Things I didn’t like about the film

  • Madonna’s theme tune
  • Madonna turning up randomly as the fencing instructor (why? why? why?)
  • The invisible car
  • The Maori guy on Gustav Graves’ staff called Mr Kil. I’m all for a bit of ethnic diversity and with New Zealand director Lee Tamahori you could expect some Maori representation but to do it like that – “I am Mr Kil”? No, no, no!
  • The random scenes in slow motion. This isn’t The Matrix, this is James Bond.
  • The guy with the diamonds embedded in his face after an explosion. Why didn’t he get them removed? Why didn’t his skin push them out as it was healing?
  • The aforementioned scene with the ice shelf and Graves’ flippant response about global warming
  • John Cleese as Q. John Cleese lacks the kindly intellectual boffin uncle quality of Desmond Llewellyn; he just comes across as a grumpy old man, the kind of uncle you’d avoid at family get-togethers.
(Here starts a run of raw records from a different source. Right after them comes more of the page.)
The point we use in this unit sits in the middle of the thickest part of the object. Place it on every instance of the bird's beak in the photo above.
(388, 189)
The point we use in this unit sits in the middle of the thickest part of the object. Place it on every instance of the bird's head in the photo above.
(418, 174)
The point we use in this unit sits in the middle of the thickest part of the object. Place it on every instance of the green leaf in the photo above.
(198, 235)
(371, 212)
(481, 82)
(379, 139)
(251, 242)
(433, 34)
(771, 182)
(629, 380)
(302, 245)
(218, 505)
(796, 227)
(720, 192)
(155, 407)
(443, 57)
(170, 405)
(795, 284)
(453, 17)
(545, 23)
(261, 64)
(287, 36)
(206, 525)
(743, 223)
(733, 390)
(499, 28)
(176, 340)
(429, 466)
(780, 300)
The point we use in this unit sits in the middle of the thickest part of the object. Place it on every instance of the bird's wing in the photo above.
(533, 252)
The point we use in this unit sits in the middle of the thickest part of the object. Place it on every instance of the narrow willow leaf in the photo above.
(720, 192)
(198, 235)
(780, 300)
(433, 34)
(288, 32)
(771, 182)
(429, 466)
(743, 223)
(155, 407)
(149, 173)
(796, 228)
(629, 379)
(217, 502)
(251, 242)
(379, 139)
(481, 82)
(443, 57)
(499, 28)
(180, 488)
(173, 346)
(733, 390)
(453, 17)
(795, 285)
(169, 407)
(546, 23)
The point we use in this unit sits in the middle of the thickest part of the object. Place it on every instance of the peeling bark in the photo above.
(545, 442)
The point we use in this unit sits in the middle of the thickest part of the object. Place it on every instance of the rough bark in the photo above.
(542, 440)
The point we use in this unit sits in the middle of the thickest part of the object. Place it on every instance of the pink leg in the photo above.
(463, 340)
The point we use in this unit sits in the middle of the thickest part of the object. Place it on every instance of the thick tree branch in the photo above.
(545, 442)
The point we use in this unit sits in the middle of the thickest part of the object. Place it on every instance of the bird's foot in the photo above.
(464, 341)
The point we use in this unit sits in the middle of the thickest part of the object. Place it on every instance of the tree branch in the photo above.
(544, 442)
Although it was a nice touch to see Bond find the jet pack from You Only Live Twice in Q’s laboratory. (“Does thing still work?”)

This was Pierce Brosnan’s last outing as Bond, and it was interesting to read that he doesn’t rate his own performance and won’t watch the films:

“I have no desire to watch myself as James Bond. ‘Cause it’s just never good enough. It’s a horrible feeling. […] I felt I was caught in a time warp between Roger and Sean. […] The violence was never real, the brute force of the man was never palpable. It was quite tame, and the characterisation didn’t have a follow-through of reality…

Film epilogue: You know what, I’m so bored by this film that I can’t even come up with a future life for Jinx. She lives, she dies. I don’t really care. I’m just drawing a big sigh of relief that we’re moving onto the Daniel Craig films at last.